Quais são os desafios que o senhor pode enfrentar em seu dia a dia no exercício de sua profissão?
G. M. – Complicado isso, hein? Uma estrutura para trabalhar, o desafio de ter uma coisa que é muito comum. A tradição da infografia quase inexiste, então as pessoas estão muito acostumadas ao texto. O jornalista ainda escreve o texto, o texto que é forte, a força do texto, o poder que o texto tem de criar imagens mentais. Enquanto você for trabalhar com infografia, o seu texto, como já lhe disse, é um texto seco, ele é duro, ele não tem canto, porque ele vai funcionar depois quando aquilo tudo ficar lindo. Mas o texto, que é esse instrumento sagrado, sacrossanto, do jornalismo, a frase, depois é outra frase, depois é outra frase, ele pega esse poder em um continuum. O texto não está a serviço de construção de uma imagem, que é mental, no leitor. Ele está a serviço de uma construção de imagem que é real, e ele vai estar articulado com outros elementos. Então, isso é difícil fazer isso para o jornalista, porque ele acha que vai poder descrever tudo, e que aquilo que você faz era menor, que aquilo diz menos, que não é tanto, que é um apoio. Uma das dificuldades seria essa, o entendimento, pelos coleguinhas jornalistas, de que tem uma narrativa jornalística ali, que é uma investigação. E tem uma apuração necessária e específica, e que não é menor, nem maior, mas que complementa as coisas.

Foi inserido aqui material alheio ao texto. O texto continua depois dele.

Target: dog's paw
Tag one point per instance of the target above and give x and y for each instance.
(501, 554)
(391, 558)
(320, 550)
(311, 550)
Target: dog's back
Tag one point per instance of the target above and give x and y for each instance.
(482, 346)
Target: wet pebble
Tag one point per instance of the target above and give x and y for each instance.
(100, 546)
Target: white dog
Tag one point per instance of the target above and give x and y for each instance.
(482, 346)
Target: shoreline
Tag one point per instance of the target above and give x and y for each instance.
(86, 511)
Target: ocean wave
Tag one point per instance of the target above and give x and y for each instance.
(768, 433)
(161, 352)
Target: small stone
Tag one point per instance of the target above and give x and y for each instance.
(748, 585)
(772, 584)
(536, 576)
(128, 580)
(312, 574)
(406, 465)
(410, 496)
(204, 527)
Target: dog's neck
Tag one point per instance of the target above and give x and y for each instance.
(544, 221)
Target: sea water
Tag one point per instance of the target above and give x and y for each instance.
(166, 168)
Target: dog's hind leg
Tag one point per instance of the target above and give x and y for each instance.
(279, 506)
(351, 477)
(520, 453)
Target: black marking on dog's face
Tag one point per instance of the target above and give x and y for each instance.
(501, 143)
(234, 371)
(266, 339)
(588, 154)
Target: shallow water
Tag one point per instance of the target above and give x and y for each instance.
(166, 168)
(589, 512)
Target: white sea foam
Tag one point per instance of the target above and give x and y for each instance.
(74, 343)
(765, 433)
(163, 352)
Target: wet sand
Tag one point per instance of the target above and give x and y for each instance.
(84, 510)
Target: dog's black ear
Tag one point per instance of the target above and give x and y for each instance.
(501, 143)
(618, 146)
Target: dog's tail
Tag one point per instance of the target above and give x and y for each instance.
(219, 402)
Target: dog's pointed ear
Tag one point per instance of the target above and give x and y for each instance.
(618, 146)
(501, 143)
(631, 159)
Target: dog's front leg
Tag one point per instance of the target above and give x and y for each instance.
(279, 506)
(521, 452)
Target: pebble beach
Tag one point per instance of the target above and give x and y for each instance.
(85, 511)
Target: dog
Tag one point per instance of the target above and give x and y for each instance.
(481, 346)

De que modo sua editoria utiliza recursos como infográficos, diagramação e fotografias?
G. M. – Eu trabalho na editoria de Infografia, então eu uso a infografia, eu já uso esse recurso, eu o produzo. No caso da minha editoria, é uma editoria que produz esse recurso que você está me perguntando. Agora eu posso lhe dizer que, no que diz respeito à diagramação da página, se a gente entendê-la como um conjunto de discursos que produz um novo discurso único a partir desses pequenos outros discursos que são a manchete, a fotografia, a legenda da fotografia, o infográfico, o tipo de texto. Você tem um principal, você tem uma coordenada, a organização dessas informações. Uma página e uma matéria, como uma reportagem, é um somatório de várias outras pequenas coisas, como narrativas; são várias pequenas narrativas que convergem para uma narrativa maior, que é a reportagem. No meu caso, é aquilo que já toquei um pouco mais antes sobre isso. Às vezes o infográfico tem muita força, porque os dados são a base da reportagem, ou eu estou fazendo um apanhado de uma história, eu estou fazendo um resgate histórico de algo. Então, o que eu tenho que fazer é muito, e para isso eu preciso de espaço para que não fique aninhado, para que funcione, para que fique agradável de ler, que fique confortável e interessante.
Para fazer isso, eu tenho que conversar com o diagramador, com o editor, e dizer: “Olha, eu preciso de tal espaço aqui. Ah, mas eu tenho essa foto aqui também”. Aí, penso assim: “Mas essa foto é importante, será que ela pode ficar maior, será que ela pode ficar menor, será que ela pode entrar no meu infográfico?”, como uma imagem a mais que vai acrescentar, enfim, vai agregar mais valor a meu material, isso é uma coisa. A foto, a mesma coisa. Em alguns infográficos, alguns dos trabalhos que a gente faz, quando é de Esporte, por exemplo, a gente usa muita imagem. Um jogador, um embate de jogadores, uma comparação entre dois artilheiros de times diferentes, então você sempre articula esses outros discursos.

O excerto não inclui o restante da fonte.